We in metro Vancouver could be nearing the end of a market cycle, now in its eighth year, that has created the highest housing prices in our history. If there is a correction, its duration probably will be short and its breadth probably limited to only some Lower Mainland locations and housing types.

The long-term outlook is positive.

Increasingly higher prices across all market segments characterized the past year. The average apartment price, for example, now is almost 50-per-cent higher than the 2003 average. With average townhouse and apartment prices in the $300,000s and detached in the $600,000s, Vancouverites, urban and suburban, are having to pay up to live in and around one of the world’s most beautiful cities.

This price appreciation is not sustainable for a couple of reasons.

The first is affordability. Although Vancouver is still a great deal on the international market, local buyers are using record levels of take-home pay to finance new homes. The rate of price appreciation has overtaken the rate of growth in family incomes, which is not sustainable. At current prices, new homes are becoming out of the reach the average-income buyers. Consequently, fewer buyers can afford to bid prices up any further.

The second reason prices will not continue to escalate is the potential for higher mortgage rates in the coming year, which will reduce purchasing power.

The record high prices have people asking if there is a real estate bubble (that will burst).

I usually start to answer by saying that Greater Vancouver is not a single market, but rather a collection of micro-markets defined by housing type and location.

Bubble or not, unique waterfront and view property will always be in hot demand and the price of land around Vancouver will generally rise in value over the long term because of geographic constraints to residential construction. New-home prices charged by builders will continue to grow, reflecting the higher cost of land, labour, taxes and materials.

However, some areas have a potential oversupply of apartments that exceed projections for population growth. More recently in some areas, the supply has been created in large part by investors looking to cash in on the inflation in prices between offer and completion. Because many investors have purchased several residences in various locations, there is the potential that many new but never occupied units will be available for re-sale or rent in some buildings. Competition among re-sales could be buyer friendly.

Another factor influencing buying decisions is the length of waiting time for delivery of a new home. The demand for trades in both residential and non-residential construction has stretched the building period for many projects. Homebuyers looking for shelter could become less willing to wait the long time (up to three years), and may shy away from pre- sales in favour of a newly finished home so they can get on with their lives and lock in a mortgage at a low rate.

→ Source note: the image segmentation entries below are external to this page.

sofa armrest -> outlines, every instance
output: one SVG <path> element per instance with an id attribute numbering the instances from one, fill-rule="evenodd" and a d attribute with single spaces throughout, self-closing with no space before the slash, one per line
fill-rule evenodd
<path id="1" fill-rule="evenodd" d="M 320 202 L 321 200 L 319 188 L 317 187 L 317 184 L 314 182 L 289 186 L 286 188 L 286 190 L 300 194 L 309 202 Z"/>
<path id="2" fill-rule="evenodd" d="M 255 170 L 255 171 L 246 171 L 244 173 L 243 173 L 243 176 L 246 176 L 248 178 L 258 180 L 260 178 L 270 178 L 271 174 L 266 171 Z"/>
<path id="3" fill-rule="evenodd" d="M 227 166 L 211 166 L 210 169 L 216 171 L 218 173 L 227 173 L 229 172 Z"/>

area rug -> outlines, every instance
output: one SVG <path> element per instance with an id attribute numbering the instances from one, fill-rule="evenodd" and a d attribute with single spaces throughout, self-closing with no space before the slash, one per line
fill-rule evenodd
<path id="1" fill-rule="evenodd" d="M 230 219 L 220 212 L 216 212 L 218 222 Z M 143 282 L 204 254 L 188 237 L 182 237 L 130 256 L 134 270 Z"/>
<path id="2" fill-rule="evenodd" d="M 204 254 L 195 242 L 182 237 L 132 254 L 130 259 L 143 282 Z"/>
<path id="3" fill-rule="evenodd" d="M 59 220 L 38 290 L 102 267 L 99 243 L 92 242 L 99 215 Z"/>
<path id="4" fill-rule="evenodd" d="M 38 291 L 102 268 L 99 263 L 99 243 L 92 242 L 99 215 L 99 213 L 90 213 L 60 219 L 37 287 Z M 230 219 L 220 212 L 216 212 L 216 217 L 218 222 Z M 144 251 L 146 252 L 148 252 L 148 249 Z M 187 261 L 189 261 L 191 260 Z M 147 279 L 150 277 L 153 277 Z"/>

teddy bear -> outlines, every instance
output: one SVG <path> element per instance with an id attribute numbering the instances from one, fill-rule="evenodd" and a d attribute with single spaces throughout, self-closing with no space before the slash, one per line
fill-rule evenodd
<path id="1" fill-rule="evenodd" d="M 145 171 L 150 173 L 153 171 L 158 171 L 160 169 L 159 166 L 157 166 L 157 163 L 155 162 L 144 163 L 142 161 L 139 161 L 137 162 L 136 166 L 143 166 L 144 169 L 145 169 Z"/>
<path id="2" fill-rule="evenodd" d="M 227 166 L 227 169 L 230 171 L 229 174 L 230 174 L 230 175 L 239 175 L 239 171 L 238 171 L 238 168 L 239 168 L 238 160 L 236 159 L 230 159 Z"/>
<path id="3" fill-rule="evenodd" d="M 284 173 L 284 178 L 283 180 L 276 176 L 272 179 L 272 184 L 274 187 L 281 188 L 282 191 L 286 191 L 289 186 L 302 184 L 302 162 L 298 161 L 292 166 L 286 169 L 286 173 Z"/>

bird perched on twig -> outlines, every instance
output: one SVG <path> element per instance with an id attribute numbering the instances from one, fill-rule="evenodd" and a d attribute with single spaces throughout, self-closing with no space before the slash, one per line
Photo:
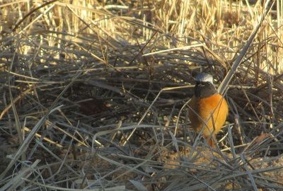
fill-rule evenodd
<path id="1" fill-rule="evenodd" d="M 189 118 L 192 128 L 215 147 L 215 135 L 222 128 L 228 115 L 227 102 L 213 84 L 210 74 L 202 73 L 195 78 L 195 94 L 190 101 Z"/>

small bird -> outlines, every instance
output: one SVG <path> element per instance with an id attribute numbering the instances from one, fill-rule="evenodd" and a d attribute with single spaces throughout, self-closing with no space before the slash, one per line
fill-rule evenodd
<path id="1" fill-rule="evenodd" d="M 189 118 L 192 128 L 202 135 L 210 147 L 215 147 L 215 135 L 222 128 L 229 107 L 213 84 L 210 74 L 202 73 L 195 78 L 195 94 L 189 101 Z M 212 116 L 213 116 L 212 118 Z"/>

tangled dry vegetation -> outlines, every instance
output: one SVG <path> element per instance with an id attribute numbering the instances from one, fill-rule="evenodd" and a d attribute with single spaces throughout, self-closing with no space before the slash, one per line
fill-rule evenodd
<path id="1" fill-rule="evenodd" d="M 258 1 L 1 1 L 0 190 L 283 190 L 283 4 Z M 213 150 L 192 75 L 235 63 Z"/>

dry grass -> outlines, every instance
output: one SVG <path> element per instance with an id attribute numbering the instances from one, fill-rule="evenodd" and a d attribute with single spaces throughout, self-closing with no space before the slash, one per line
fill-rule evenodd
<path id="1" fill-rule="evenodd" d="M 0 190 L 283 190 L 283 2 L 251 1 L 1 1 Z M 215 151 L 195 71 L 229 104 Z"/>

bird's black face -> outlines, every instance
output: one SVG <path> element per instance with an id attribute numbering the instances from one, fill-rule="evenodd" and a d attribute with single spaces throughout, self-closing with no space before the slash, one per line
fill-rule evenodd
<path id="1" fill-rule="evenodd" d="M 217 90 L 210 82 L 196 82 L 195 86 L 195 96 L 196 97 L 209 97 L 216 93 L 217 93 Z"/>

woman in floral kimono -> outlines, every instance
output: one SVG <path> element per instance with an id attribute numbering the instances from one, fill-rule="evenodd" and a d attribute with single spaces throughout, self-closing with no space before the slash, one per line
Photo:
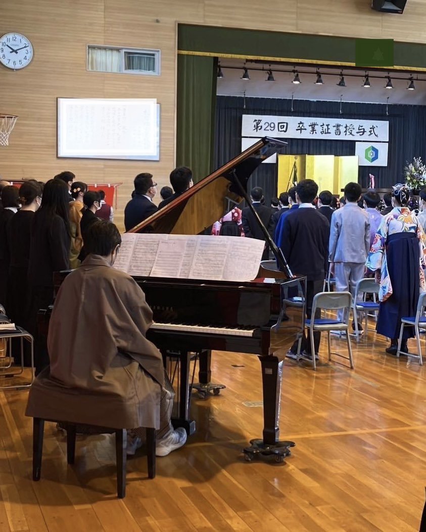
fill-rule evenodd
<path id="1" fill-rule="evenodd" d="M 406 206 L 409 189 L 400 183 L 392 189 L 394 208 L 383 217 L 366 265 L 380 283 L 376 330 L 390 338 L 386 352 L 396 355 L 401 318 L 415 315 L 419 292 L 426 291 L 426 235 Z M 407 339 L 414 336 L 413 327 L 404 328 L 402 351 L 407 352 Z"/>

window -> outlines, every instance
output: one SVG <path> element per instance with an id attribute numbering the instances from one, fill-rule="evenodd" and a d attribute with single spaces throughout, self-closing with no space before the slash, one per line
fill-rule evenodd
<path id="1" fill-rule="evenodd" d="M 87 70 L 159 76 L 160 51 L 89 45 Z"/>

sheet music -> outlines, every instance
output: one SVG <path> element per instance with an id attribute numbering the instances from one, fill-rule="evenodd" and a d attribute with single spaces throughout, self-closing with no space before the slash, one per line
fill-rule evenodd
<path id="1" fill-rule="evenodd" d="M 259 270 L 264 242 L 207 235 L 126 233 L 114 267 L 144 277 L 250 281 Z"/>
<path id="2" fill-rule="evenodd" d="M 151 275 L 153 277 L 176 277 L 181 271 L 186 242 L 168 239 L 158 245 L 157 256 Z"/>

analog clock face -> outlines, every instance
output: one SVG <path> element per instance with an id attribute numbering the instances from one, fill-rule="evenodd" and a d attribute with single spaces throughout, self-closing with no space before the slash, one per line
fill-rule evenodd
<path id="1" fill-rule="evenodd" d="M 0 37 L 0 63 L 7 68 L 23 68 L 32 59 L 32 46 L 23 35 L 5 34 Z"/>

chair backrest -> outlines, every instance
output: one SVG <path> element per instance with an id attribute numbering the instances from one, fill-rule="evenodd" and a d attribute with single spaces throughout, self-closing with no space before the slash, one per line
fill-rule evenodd
<path id="1" fill-rule="evenodd" d="M 350 292 L 320 292 L 314 297 L 312 315 L 315 315 L 317 309 L 324 309 L 324 310 L 348 309 L 349 310 L 351 304 L 352 295 Z M 349 313 L 346 313 L 348 316 Z"/>
<path id="2" fill-rule="evenodd" d="M 372 278 L 361 279 L 356 284 L 355 293 L 354 296 L 354 301 L 357 301 L 358 292 L 364 292 L 364 294 L 378 294 L 380 285 L 376 282 Z"/>
<path id="3" fill-rule="evenodd" d="M 422 292 L 419 296 L 419 301 L 417 302 L 417 313 L 423 312 L 424 306 L 426 306 L 426 292 Z"/>

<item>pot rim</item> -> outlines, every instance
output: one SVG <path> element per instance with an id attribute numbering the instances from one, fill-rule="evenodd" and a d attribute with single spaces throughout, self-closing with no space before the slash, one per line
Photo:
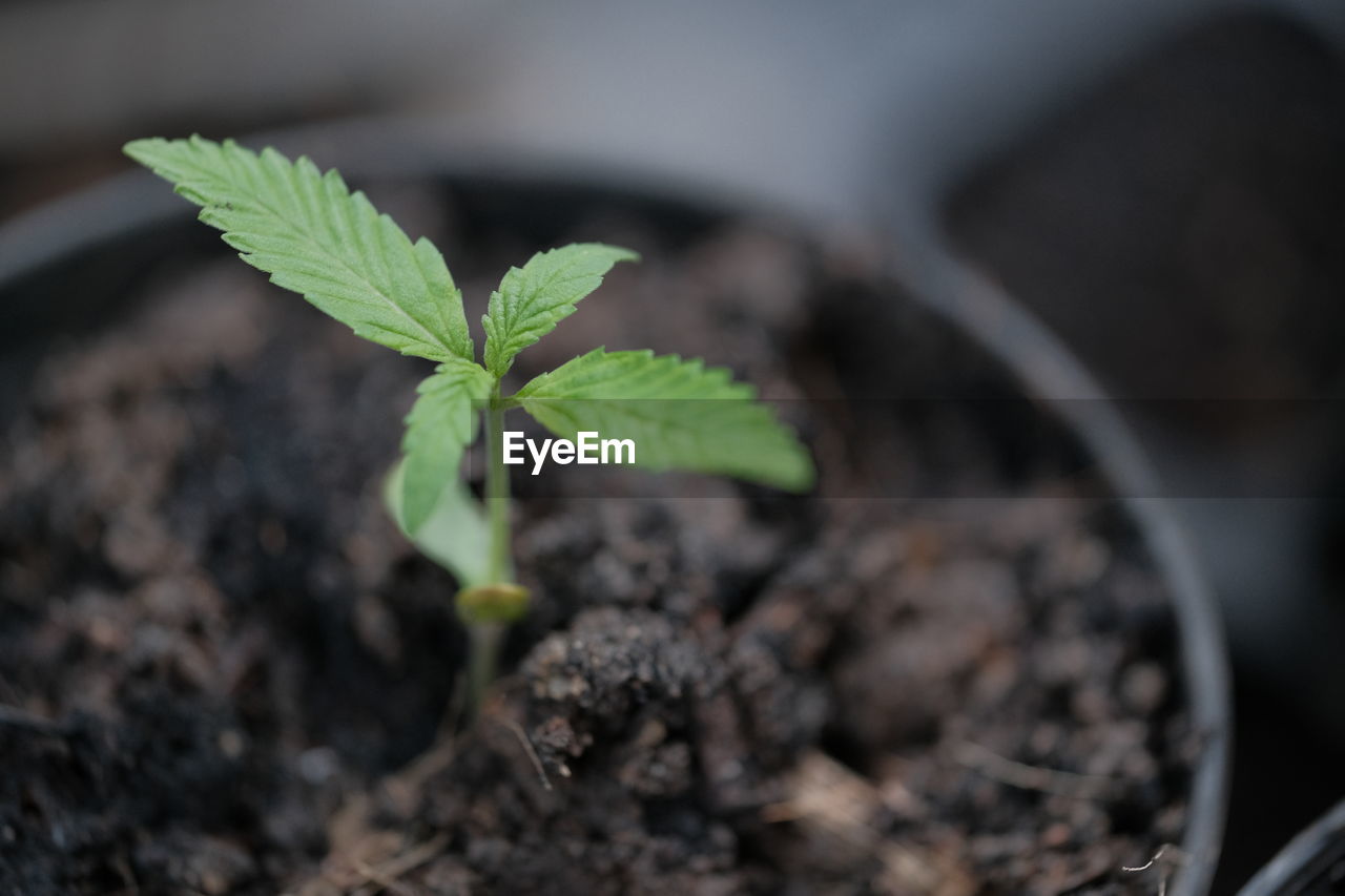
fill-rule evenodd
<path id="1" fill-rule="evenodd" d="M 1318 862 L 1330 860 L 1332 849 L 1336 861 L 1345 860 L 1345 799 L 1289 841 L 1237 891 L 1237 896 L 1295 896 L 1301 892 L 1298 888 L 1315 883 L 1317 874 L 1329 870 Z"/>
<path id="2" fill-rule="evenodd" d="M 1073 354 L 1007 292 L 947 248 L 932 223 L 907 221 L 905 226 L 884 227 L 873 221 L 838 221 L 733 184 L 527 151 L 508 140 L 445 139 L 452 136 L 452 129 L 405 118 L 358 118 L 265 132 L 243 141 L 316 155 L 324 164 L 363 178 L 416 174 L 459 182 L 487 178 L 601 188 L 666 207 L 783 219 L 800 233 L 863 237 L 885 253 L 882 276 L 985 347 L 1028 397 L 1050 406 L 1098 459 L 1174 604 L 1184 686 L 1201 753 L 1193 768 L 1181 857 L 1173 862 L 1167 891 L 1171 896 L 1208 893 L 1223 838 L 1231 766 L 1232 706 L 1223 624 L 1204 570 L 1167 500 L 1159 496 L 1158 476 L 1138 439 Z M 195 209 L 147 171 L 105 178 L 0 223 L 0 287 L 114 235 L 194 217 Z M 900 244 L 893 233 L 901 234 Z M 1142 865 L 1149 857 L 1137 858 Z"/>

There will be other changes in the 2006 market. Greater Vancouver will see increased redevelopment of existing buildings, as bare land becomes scarce. This is already evident in the south Granville area and other areas close to downtown, where the redevelopment of office buildings and shopping centres for mixed use — both commercial and residential — is becoming common.

Because of high housing costs in Vancouver, suburbs will see increased demand for affordable housing. A move to affordability means a move to the suburbs. Moreover, suburban municipalities such as Surrey, Langley and the Tri-cities are increasing densities for new-home developments to achieve more affordable housing. With new transportation projects in the works connecting the region together, I see a good reason for continued real estate optimism in the suburbs.

Opportunities lie in places where an average family can still afford to buy a new home. That will be east of Vancouver in areas like Langley and Abbotsford. Prices in the suburbs may even increase moderately next year because of the flight to affordability, as the average prices for apartments, townhouses and detached homes in the Fraser Valley are $100,000 to $250,000 less than Greater Vancouver prices. Overall, townhouse or apartment projects priced under $300,000 should be fast sellers.

A good buy in 2006 would be a townhouse because many people like to have outdoor patio or garden space without the maintenance of the yard of a detached home. Also, more and more empty nesters and active couples are appreciating the social life and security that is often found in new townhouse communities.